I have consistently found that almost every student can improve there marks 30%
The fact that people are capable of improving their grades isn't impressive to me; after all, I have no idea what tests or assignments are given to them. For all I know, all they're doing is memorizing equations, and that means that they don't truly understand any of it.
By that logic most people are too dumb to play the violin.
Must people do seem incapable of understanding the abstract. No, I'm not referring to memorizing equations or routines; I'm referring to truly understanding the material (i.e. why it works).
Filthy, filthy copyrapists!
I perform better when i'm conscious after giving REST to my brain.......dont know what happens when i'm unconscious
Must people do seem incapable of understanding the abstract.
Are most people incapable of it, or are they just not being taught properly? It could very well be the latter.
Filthy, filthy copyrapists!
Actually, some of us are not conscious. I have no conscious level of thought. Rather 'I' am aware of my many conscious levels, each of which is a different stream. These are what some other people call unconscious thoughts. Most of the time 'I' work together to present a unified front that appears to others as a single person.

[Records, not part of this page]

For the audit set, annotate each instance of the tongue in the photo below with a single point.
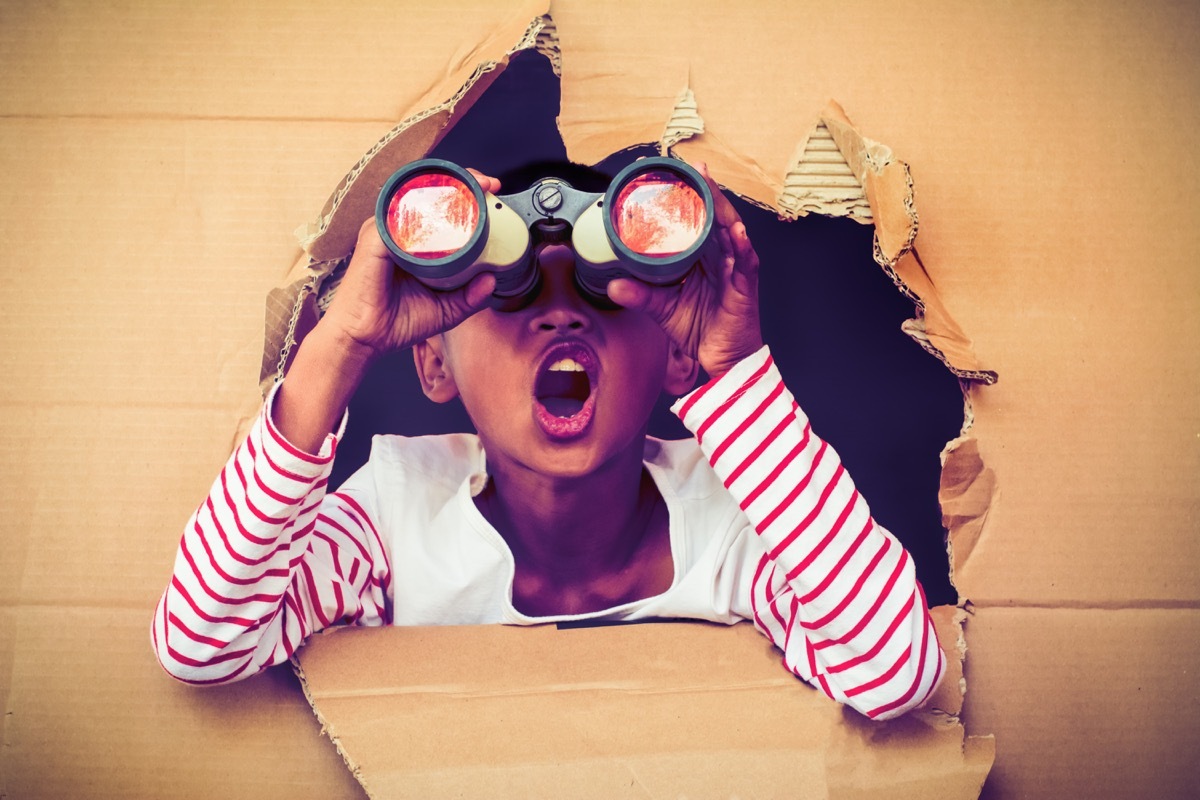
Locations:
(563, 407)
(563, 394)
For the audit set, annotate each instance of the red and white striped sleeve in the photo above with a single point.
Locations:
(835, 591)
(267, 560)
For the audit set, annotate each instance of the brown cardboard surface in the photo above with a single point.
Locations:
(156, 160)
(89, 716)
(1073, 720)
(700, 710)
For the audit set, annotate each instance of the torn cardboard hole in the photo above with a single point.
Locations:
(382, 707)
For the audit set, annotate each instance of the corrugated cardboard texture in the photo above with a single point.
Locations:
(661, 710)
(156, 158)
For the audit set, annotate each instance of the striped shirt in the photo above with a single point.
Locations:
(766, 525)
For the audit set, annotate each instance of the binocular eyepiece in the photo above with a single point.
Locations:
(653, 223)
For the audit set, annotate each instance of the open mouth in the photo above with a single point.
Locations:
(564, 390)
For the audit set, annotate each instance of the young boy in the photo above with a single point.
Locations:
(561, 507)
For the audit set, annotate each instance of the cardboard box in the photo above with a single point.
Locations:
(157, 158)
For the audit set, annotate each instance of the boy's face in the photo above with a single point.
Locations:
(559, 386)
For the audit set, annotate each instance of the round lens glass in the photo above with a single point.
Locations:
(432, 215)
(658, 214)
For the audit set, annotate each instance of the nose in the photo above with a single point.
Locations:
(558, 307)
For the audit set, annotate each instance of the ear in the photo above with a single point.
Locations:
(433, 372)
(682, 372)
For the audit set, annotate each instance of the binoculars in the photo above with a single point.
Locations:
(653, 223)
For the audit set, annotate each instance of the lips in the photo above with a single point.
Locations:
(564, 390)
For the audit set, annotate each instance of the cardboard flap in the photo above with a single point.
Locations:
(654, 710)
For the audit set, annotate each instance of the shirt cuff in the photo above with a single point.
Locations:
(713, 398)
(289, 456)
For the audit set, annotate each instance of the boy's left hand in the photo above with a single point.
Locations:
(713, 316)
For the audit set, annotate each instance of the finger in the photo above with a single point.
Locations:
(370, 242)
(629, 294)
(479, 290)
(489, 184)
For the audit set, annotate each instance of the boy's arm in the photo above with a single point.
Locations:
(835, 591)
(267, 560)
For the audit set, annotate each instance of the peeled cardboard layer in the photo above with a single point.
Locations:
(382, 720)
(654, 710)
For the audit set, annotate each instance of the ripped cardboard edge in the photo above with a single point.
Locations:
(582, 693)
(880, 193)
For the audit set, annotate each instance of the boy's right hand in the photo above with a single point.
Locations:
(379, 308)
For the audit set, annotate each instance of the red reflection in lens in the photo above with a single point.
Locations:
(658, 214)
(432, 215)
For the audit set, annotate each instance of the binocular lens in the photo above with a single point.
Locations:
(658, 214)
(432, 215)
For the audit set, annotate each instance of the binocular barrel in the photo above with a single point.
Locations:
(653, 223)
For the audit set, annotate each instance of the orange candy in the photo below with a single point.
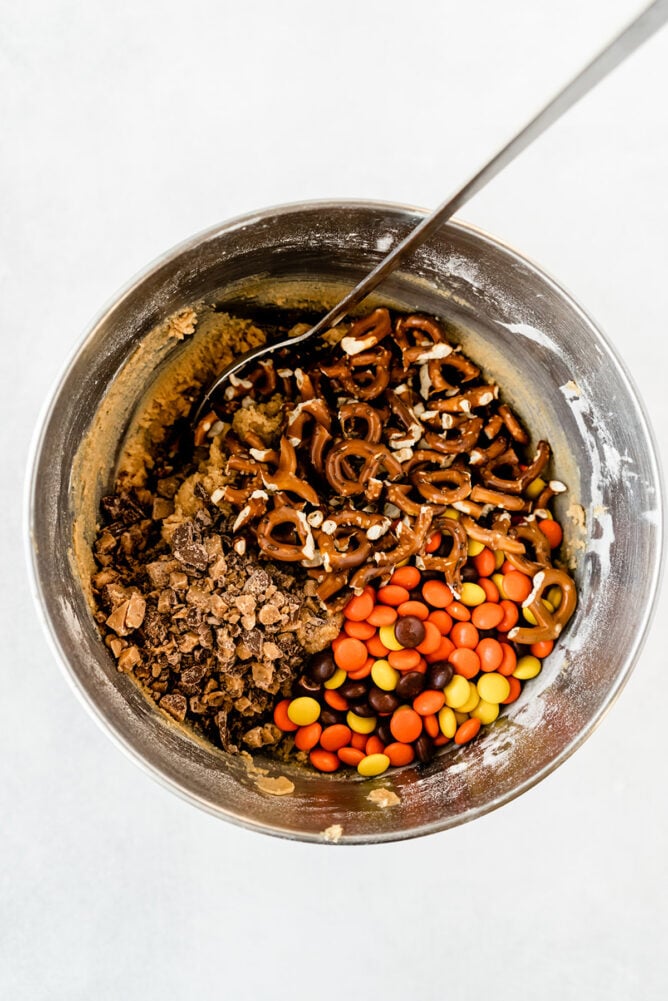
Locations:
(511, 616)
(306, 738)
(429, 703)
(487, 616)
(443, 653)
(431, 724)
(335, 700)
(281, 719)
(434, 543)
(323, 761)
(359, 631)
(351, 654)
(351, 756)
(404, 660)
(485, 563)
(393, 595)
(491, 654)
(437, 594)
(374, 745)
(406, 725)
(465, 635)
(382, 615)
(517, 586)
(514, 693)
(432, 640)
(336, 737)
(466, 662)
(552, 531)
(459, 612)
(442, 621)
(377, 648)
(467, 730)
(406, 577)
(509, 663)
(360, 607)
(490, 589)
(417, 609)
(400, 754)
(364, 672)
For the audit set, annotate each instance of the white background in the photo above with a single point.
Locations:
(125, 127)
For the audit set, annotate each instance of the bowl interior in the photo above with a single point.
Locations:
(553, 365)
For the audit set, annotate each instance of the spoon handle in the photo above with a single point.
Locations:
(645, 25)
(642, 28)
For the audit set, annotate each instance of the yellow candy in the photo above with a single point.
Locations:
(385, 677)
(359, 724)
(457, 693)
(527, 667)
(554, 596)
(448, 722)
(494, 688)
(472, 701)
(388, 638)
(374, 764)
(303, 711)
(337, 680)
(472, 595)
(486, 712)
(535, 488)
(531, 618)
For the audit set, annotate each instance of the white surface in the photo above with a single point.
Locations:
(128, 126)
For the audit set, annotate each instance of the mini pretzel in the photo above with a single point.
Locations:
(467, 401)
(531, 533)
(425, 333)
(494, 539)
(315, 409)
(507, 502)
(375, 455)
(428, 484)
(254, 508)
(481, 456)
(515, 428)
(359, 410)
(468, 431)
(454, 563)
(398, 493)
(284, 552)
(373, 368)
(285, 478)
(349, 526)
(410, 541)
(460, 363)
(518, 483)
(549, 624)
(413, 427)
(319, 441)
(367, 332)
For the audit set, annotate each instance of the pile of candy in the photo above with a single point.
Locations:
(415, 668)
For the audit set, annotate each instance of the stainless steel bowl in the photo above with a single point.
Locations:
(565, 380)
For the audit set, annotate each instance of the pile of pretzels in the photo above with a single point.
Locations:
(378, 446)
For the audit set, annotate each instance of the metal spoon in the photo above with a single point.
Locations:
(642, 28)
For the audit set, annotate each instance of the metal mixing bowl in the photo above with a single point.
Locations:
(556, 368)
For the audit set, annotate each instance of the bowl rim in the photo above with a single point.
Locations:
(31, 552)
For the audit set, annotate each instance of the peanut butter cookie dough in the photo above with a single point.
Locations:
(210, 635)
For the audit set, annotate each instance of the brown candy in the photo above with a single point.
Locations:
(410, 631)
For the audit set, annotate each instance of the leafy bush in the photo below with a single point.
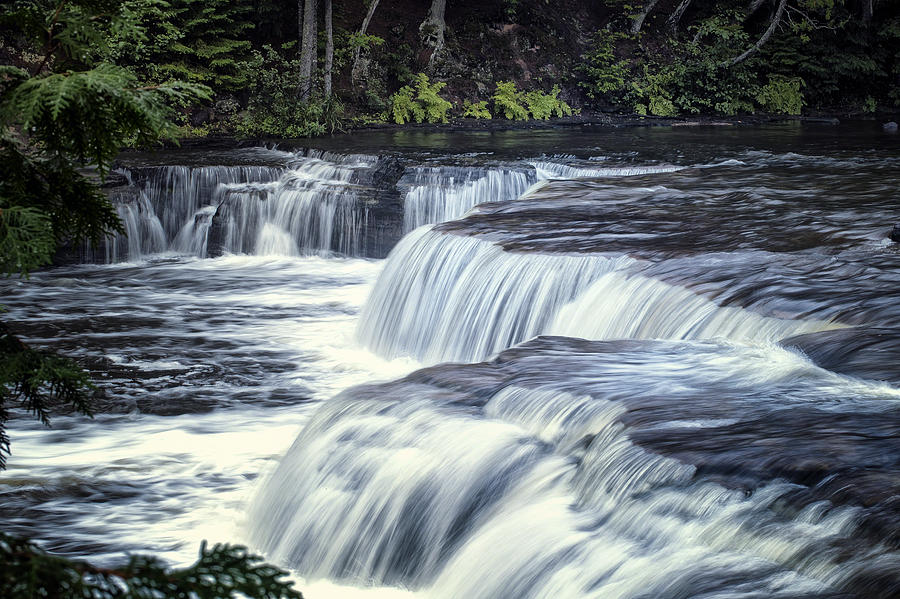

Growing up I thought everyone was that way. I was shocked to learn that other people are all alone in their heads. Until I was in my teens I thought that when someone said 'I' they meant all of the internal consciousnesses that operate together to make their world presentation. Then I realized later that they are just like me but they're not aware of themselves. They assign the name 'unconsciousness' to their parts that they're not aware of.
Three of my parts deal with logic and math. Each one processes things slightly differently. When I want to 'do math' all three of them, if they are so incline, work on the problem independently and stream the answers. I'm fully aware of all three routes. The result is I'm very fast at math. For most stuff I am actually faster than a calculator. I can brute force math with other parts like it is taught in school but that is so slow and non-intuitive.
Another big surprise? Apparently most people think in language. To me that is totally alien. I discovered one day that other people actually think the way they talk. I translate everything outgoing into spoken or signed language. I have two separate language centers that do this and even they don't 'think' in language - it is something they do, creating language, not how they think. I also treat language as a math database problem. Its an encryption / decryption process. Because of this in about ten minutes I'm able to learn hundreds of words a new language by listening and watching a video or being around people speaking it as their native tongue. Spoken language is not native to me but I can crack languages with ease. They're mere database problems. Cryptograms and crossword puzzles are also obvious. I just brute force them.
I use the same techniques for programming. I can pickup a device and figure out how to use it very fast by pressing the buttons and remembering everything that results in what ever patterns. My wife says this works in part because I remember everything. She says she can't do it because she just doesn't remember all the combinations she tries. Likewise puzzles and games easy for me if they rely on that sort of thinking. I remember almost everything back to birth and different parts of me do different memory sets.
Another process set is spatial and those two also handle vision. Incoming sound is a completely separate process. Defense is another process. That part of me handles things before the rest of me even becomes aware of the issue. This results in very fast reflexes. My wife jokes that I'm clumsy but fast. The result is I might drop something but I catch it before it hits the ground.
I'm willing to bet that everyone has this but it is hidden by their 'conscious' mind. I'm also willing to bet that there are a lot of people like me out there who are not unconscious but are fully aware of their many 'levels' or parts. But like me they hide it because people don't react well to differences. One learns to blend or pays a hard price.
The hell are you guys talking about? I have a naration in my head, but it acts as if I were talking aloud in my brain.Often, I'm talking to myself but I always drive the conversation. It's almost like talking inside your head. Never had a second incoherent uncontrollable voice, but a lot of times I can't even tell when I'm stressed out until my body starts breaking down.
I take great exception, as someone who commonly irons his coffee.
"Women. Can't live with 'em. Pass the beer nuts." -Norm
Neurologists and Psychiatrists say: What took you so long?
See also: Libet and Bereitschaftspotential.
Da Blog
You aren't supposed to silence anything*. You are supposed to observe without interference, which can often lead to silence. Silence is not required, observation is. (*Not really sure how to word this properly. You need to observe the 2nd voice, which will more or less never stop, but the first voice should be quiet.)
"Feels like if I could stop the second voice I could stop the first voice"
This and the relationship between the two voices observed in the GP is providing a MASSIVE clue - observe if you are prepared to jump down the rabbit hole in a very serious way. In short this one possible entry to the chain of observations that will lead to the discovery of the true nature of the 2nd voice - it is not a part of you, it arises of its own accord and cannot be controlled.
This book explains it far better than I can: http://www.dharmaoverground.org/web/guest/dharma-wiki/-/wiki/Main/MCTB
In particular, I am talking about the section on the progress of insight, but the whole thing cannot be recommended highly enough..
Intriguing, thanks for the info/link.